When I was twenty, I didn’t want to be thirty. When I was forty, I considered fifty a disaster. And now that I’m sixty-seven I don’t want to even think about sixty-seven, let alone sixty-eight.
To be honest – sort of – I don’t feel old. I can remember World War II, waxed paper and Kukla Fran and Ollie. My knees creak when I get up from the computer. But I don’t feel old.
On the eve of my thirtieth birthday, I dreamt I was approaching “early late youth.” And now, I’m ready to have the dream that tells me I’ve arrived at “middle middle age.” Okay, okay, maybe it’s “late middle middle age.” But no way is it “old age.”

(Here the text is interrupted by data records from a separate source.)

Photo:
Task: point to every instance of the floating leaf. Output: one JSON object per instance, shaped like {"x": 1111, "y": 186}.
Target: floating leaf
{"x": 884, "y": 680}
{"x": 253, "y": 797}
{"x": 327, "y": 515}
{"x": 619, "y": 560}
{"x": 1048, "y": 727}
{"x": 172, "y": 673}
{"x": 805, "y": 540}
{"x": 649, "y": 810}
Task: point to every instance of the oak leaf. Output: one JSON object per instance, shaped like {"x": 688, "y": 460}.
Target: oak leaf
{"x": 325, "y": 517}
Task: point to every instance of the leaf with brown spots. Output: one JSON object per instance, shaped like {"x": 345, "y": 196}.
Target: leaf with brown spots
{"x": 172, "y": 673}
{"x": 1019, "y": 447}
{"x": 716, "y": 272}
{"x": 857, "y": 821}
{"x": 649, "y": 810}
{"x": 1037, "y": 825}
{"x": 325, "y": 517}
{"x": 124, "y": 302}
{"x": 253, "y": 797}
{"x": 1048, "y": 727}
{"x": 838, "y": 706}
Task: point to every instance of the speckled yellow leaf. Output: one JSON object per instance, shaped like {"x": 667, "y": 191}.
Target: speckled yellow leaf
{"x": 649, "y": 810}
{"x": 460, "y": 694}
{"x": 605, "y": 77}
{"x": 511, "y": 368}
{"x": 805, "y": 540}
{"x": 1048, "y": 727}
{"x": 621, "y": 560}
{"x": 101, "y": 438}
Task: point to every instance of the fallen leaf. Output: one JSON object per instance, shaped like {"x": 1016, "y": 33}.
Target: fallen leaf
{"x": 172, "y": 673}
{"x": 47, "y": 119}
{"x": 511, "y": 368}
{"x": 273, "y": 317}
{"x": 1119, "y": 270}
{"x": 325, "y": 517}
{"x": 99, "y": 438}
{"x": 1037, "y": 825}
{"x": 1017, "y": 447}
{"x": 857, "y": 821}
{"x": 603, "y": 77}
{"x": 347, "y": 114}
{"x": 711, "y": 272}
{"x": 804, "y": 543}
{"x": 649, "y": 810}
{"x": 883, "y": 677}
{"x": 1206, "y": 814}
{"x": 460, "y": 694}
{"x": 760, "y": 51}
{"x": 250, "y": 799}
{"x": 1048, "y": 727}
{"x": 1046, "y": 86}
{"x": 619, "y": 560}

Still, that number, sixty-seven, is a big one. In restaurants, I order from the senior citizen menu. I’ve heard my kids use the word “old” in the same sentence as “Mom” or “Dad.” Most wrenching of all, my high school class – the class of 1959 – has scheduled its fiftieth reunion for October.

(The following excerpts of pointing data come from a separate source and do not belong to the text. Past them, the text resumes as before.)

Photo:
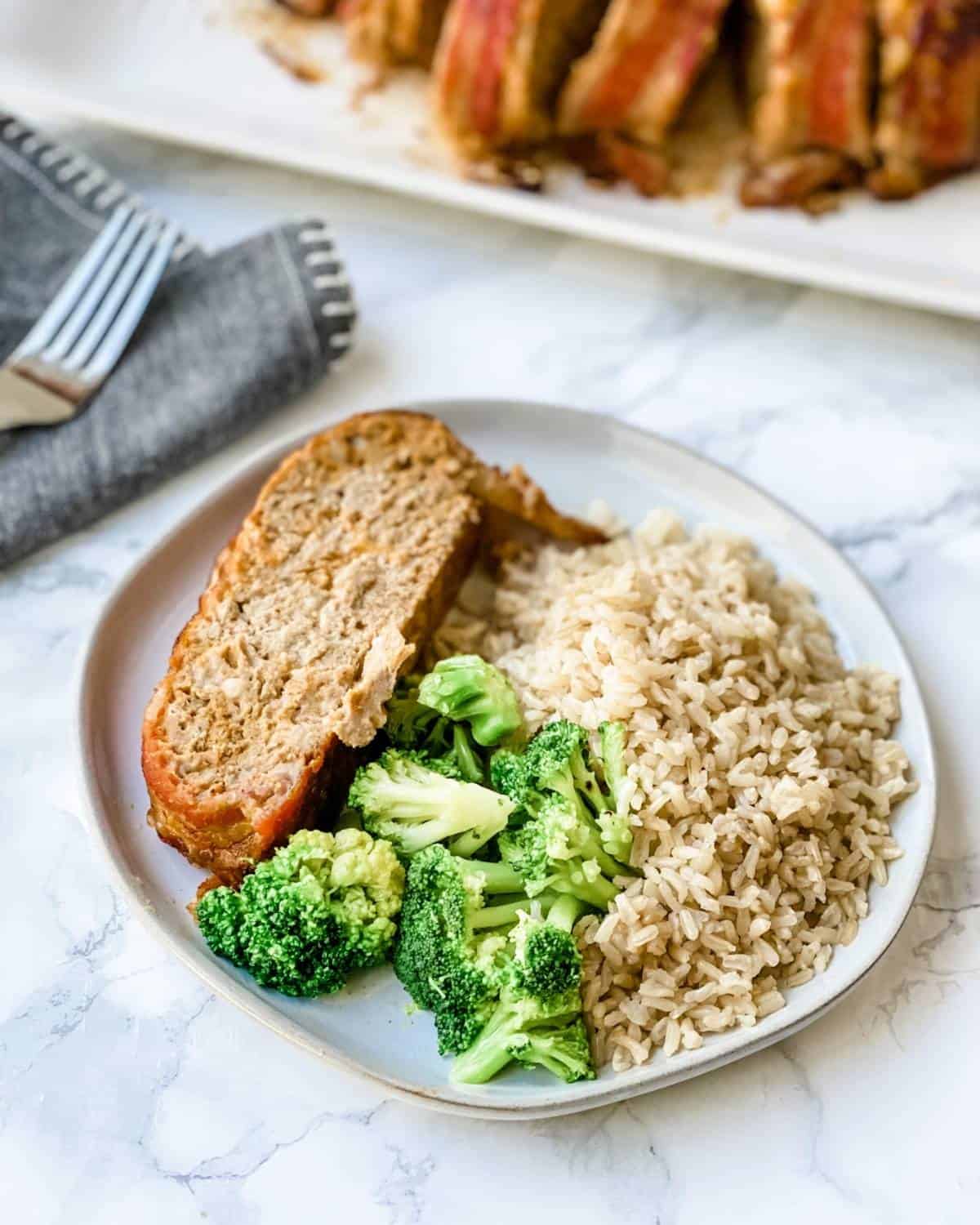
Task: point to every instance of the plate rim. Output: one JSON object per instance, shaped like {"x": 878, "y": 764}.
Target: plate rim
{"x": 228, "y": 989}
{"x": 541, "y": 213}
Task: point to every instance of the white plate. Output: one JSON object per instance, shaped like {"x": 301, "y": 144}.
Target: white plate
{"x": 159, "y": 68}
{"x": 365, "y": 1028}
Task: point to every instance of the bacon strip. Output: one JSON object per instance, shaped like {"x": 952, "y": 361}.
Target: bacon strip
{"x": 641, "y": 68}
{"x": 499, "y": 66}
{"x": 929, "y": 122}
{"x": 810, "y": 122}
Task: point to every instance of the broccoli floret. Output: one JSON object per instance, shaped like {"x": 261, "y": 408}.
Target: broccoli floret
{"x": 323, "y": 906}
{"x": 560, "y": 849}
{"x": 418, "y": 728}
{"x": 538, "y": 1018}
{"x": 509, "y": 774}
{"x": 220, "y": 914}
{"x": 546, "y": 957}
{"x": 414, "y": 804}
{"x": 466, "y": 688}
{"x": 563, "y": 1050}
{"x": 555, "y": 761}
{"x": 448, "y": 956}
{"x": 412, "y": 725}
{"x": 558, "y": 760}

My husband’s class – also the class of 1959 – celebrated its fiftieth last weekend. A lovely dinner was held in its honor. Tables were set out on the patio under the oak trees. White tablecloths. Wine glasses. A golden California sunset combined with uncountable refills on the wine softened the mood and the wrinkles around the eyes. We looked terrific. We felt terrific.
Over dessert, Jake, one of the guys in Jon’s class, stood up to make a little speech, closing with a poetic, “For us, the past is bigger than the future.”

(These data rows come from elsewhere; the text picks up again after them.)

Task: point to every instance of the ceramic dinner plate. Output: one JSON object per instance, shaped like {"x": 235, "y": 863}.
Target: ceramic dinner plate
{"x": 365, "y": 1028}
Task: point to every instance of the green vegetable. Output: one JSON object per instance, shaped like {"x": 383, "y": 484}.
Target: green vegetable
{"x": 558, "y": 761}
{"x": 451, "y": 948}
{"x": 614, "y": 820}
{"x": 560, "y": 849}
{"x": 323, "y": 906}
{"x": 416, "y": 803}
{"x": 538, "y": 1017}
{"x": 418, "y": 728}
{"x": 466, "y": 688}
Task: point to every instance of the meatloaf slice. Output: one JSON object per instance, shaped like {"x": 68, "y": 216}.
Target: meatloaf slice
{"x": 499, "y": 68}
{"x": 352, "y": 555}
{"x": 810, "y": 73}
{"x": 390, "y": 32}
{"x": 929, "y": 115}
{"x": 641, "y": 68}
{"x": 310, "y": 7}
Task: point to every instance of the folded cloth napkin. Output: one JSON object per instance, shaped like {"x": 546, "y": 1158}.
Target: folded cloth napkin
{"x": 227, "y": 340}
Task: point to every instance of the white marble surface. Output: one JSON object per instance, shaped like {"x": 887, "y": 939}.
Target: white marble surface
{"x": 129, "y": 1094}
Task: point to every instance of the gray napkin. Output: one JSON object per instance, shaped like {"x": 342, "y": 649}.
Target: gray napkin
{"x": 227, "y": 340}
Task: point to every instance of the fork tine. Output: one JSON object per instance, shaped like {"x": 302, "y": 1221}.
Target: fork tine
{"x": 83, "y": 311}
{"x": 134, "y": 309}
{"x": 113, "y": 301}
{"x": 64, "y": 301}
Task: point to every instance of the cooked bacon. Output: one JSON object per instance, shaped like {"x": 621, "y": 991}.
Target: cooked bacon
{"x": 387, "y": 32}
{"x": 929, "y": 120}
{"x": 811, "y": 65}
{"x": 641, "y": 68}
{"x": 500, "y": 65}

“And there’s very little future left,” muttered one of his classmates.
It’s true. Even if I live to ninety or a hundred like my mother and grandmothers, there are now a lot more years behind me than ahead.
Which makes me a rich woman. I have years. Sixty-seven of them. Sixty-eight on my next birthday. A childhood in the Midwest, with glorious summers along Lake Michigan, the impossibly white sand squeaking under my bare feet. A young adulthood in New York and San Francisco and the thrill of seeing my first articles in print. A life with Jon, parenting two babies who – swiftly, relentlessly – became children, then teenagers, then adults.
The old downstairs playroom where Peter and Christina used to ride their trikes and build their forts is now my writing room. Outside my window, a sturdy Monterey pine and the neighborhood doe with her fawns keep me company. On the Internet, I reconnect with old friends once lost in the rush of years. I keep a blog; I write what I damned please.
I have a lot of years. Nobody can take them away from me. And all those years of mine make me feel, not old, but grateful.